Iran also says that ceasing hostilities in Lebanon, where Israel has dramatically stepped up attacks in recent weeks, will be part of larger peace negotiations.

That was consistent with what Pakistani Prime Minister Shehbaz Sharif, whose country is a key moderator in the peace process, said in announcing the ceasefire between Iran and the United States on X — that it would extend to Lebanon.

But Trump indicated that Lebanon was not part of the ceasefire. Leavitt said the same.

That aligns with Israeli Prime Minister Benjamin Netanyahu’s office, which said in a statement that the two-week suspension of strikes in Iran does not include the war with Hezbollah in Lebanon.

Other key points of possible peace plans

When Iran first offered a 10-point peace plan to halt the war on Monday, Trump called it “not good enough.”

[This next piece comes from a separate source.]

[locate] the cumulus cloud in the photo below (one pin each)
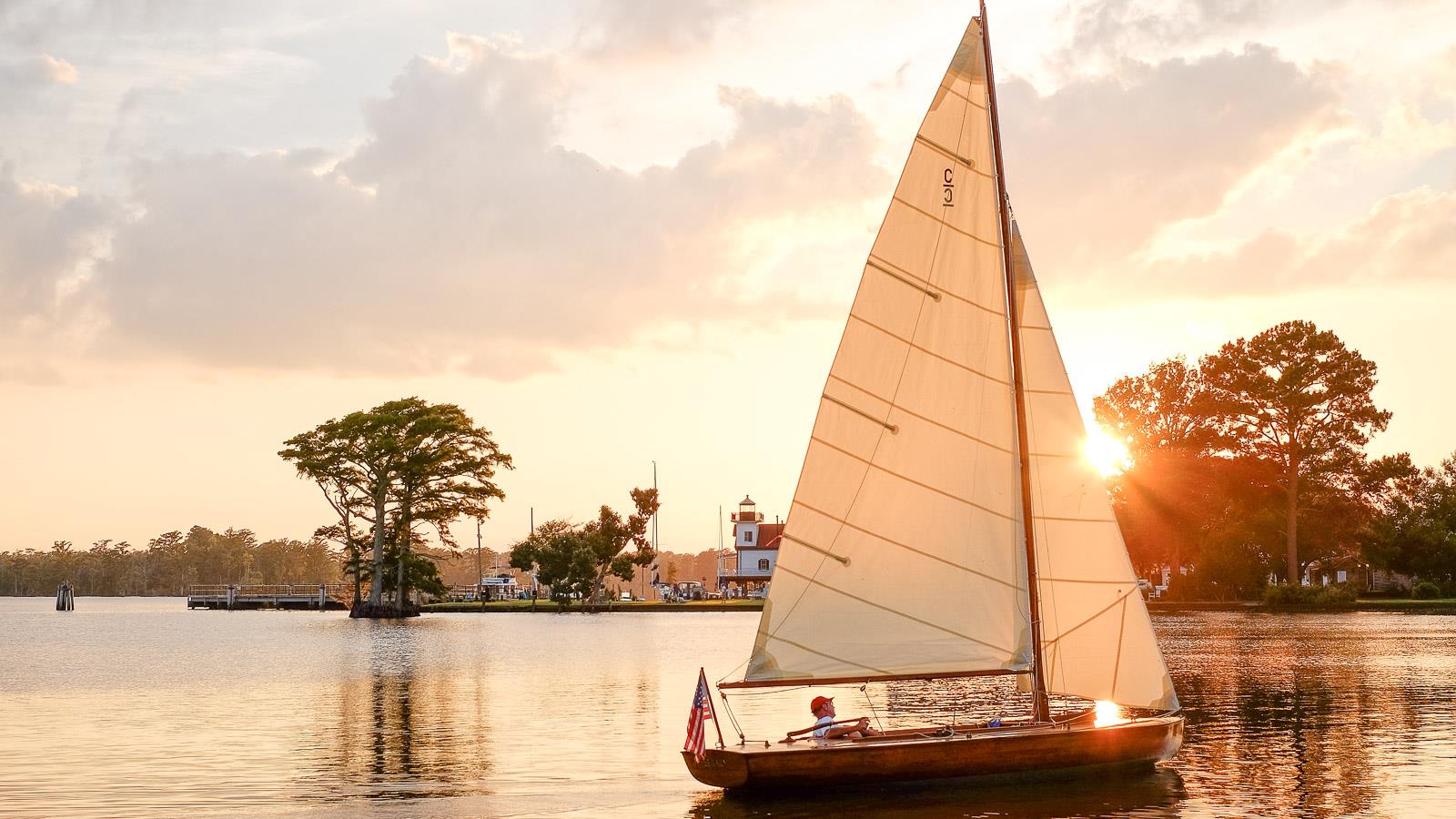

But then, about 90 minutes before his Tuesday night deadline to begin wide-scale U.S. attacks on Iran’s bridges and power grid, the president announced a two-week ceasefire and described Iran’s proposal as a “workable basis on which to negotiate.”

“Almost all of the various points of past contention have been agreed to between the United States and Iran,” Trump wrote, explaining why he was backing off his threats for massive attacks on nonmilitary targets.

Iran appeared to reject that on Wednesday, saying negotiations with the U.S. were “unreasonable.”

What the two sides might have been discussing was not clear.

Leavitt said only that the Iranians “originally put forward a 10-point plan that was fundamentally unserious, unacceptable and completely discarded” and that it was “literally thrown in the garbage” by Trump.

But, she said, Iran later “acknowledged reality” and “put forward a more reasonable and entirely different” plan that Trump and U.S. negotiators can align with their own 15-point proposal.

Leavitt did not provide details about what Iran offered to change, and American officials are not saying much about their plan for fear that doing so could jeopardize talks with Iran.

Complicating matters is the fact that Iran has released a series of 10-point plans to guide negotiations, with many of the versions differing slightly, often seemingly depending on whether they were written in English or Farsi.

Iran’s Supreme National Security Council says “the United States has, in principle, committed to” a series of key points — many of which seem to be nonstarters, considering long-standing U.S. positions.

It says the U.S. is ready to guarantee a lasting peace and no new attacks, a continuation of Iran’s control over the strait, acceptance that Iran can enrich uranium and removal of all U.S. economic and other sanctions from Iran. That would include, it says, restrictions on international entities doing business in that country, as well as U.N. Security Council resolutions against the government in Tehran.

The council also says the U.S. has agreed in principle to ending international oversight of Iran’s nuclear program, to compensate Iran for war damages, a ceasefire extending to Lebanon and a withdrawal of all U.S. combat forces from the region.

That last one would be nothing short of extraordinary, given that the U.S. has maintained a network of military bases through the Persian Gulf for decades — since the conclusion of the 1991 Gulf War with Iraq. The lifting of all sanctions also seems like an unlikely prospect for the U.S. to agree to.

Details are scarce about the US peace proposal

Trump rejected many of those points as “a FRAUD.” Leavitt dismissed it as an “Iranian wish list.”

In an online post, he said there is “only one group of meaningful ‘POINTS’ that are acceptable to the United States, and we will be discussing them behind closed doors during these Negotiations.”